A resposta que damos à pergunta que Jesus faz aos discípulos e a cada um de nós no Evangelho de hoje mostra principalmente o significado que ele tem em nossas vidas e exige coerência no relacionamento que nós temos com ele. Para Pedro, Jesus é o Messias, o enviado de Deus, o Ungido, o Salvador, mas Pedro é incoerente no relacionamento, pois não quer submeter-se a ele e aceitar os caminhos da salvação. Assim também acontece conosco: dizemos que Jesus é amor, mas não amamos; que é Deus, mas não o servimos; que é o enviado do Pai, mas não o ouvimos; que é nosso irmão, mas não criamos fraternidade.

O Evangelho de hoje nos mostra um significado fundamental para entendermos o mistério da cruz. Jesus diz: “renuncie a si mesmo e tome a sua cruz”. A cruz significa antes de tudo não ser mais nada para si e ser tudo para os outros.
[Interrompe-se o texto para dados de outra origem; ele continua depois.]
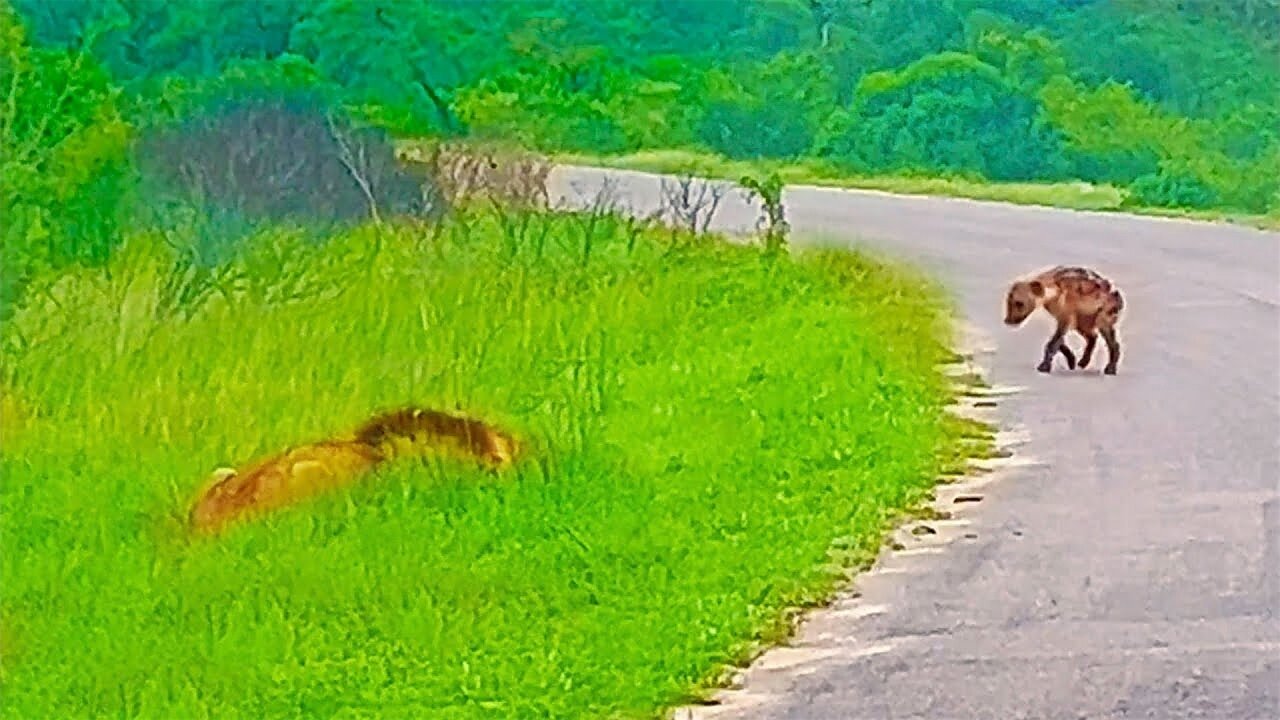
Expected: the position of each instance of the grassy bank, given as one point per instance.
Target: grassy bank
(1070, 195)
(713, 429)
De fato, Jesus no alto da cruz já não tinha nada que fosse seu, a não ser a sua própria vida, e até ela nos é dada conforme ele mesmo nos diz: “Ninguém tira a minha vida, eu a dou livremente”. Mas esse fato é o coroamento de toda a vida de Jesus que não se apegou ciosamente à sua condição divina, mas se fez homem, obediente até a morte e morte de cruz, vivendo totalmente para servir ao seu Pai e aos seus irmãos e irmãs, numa total oblação.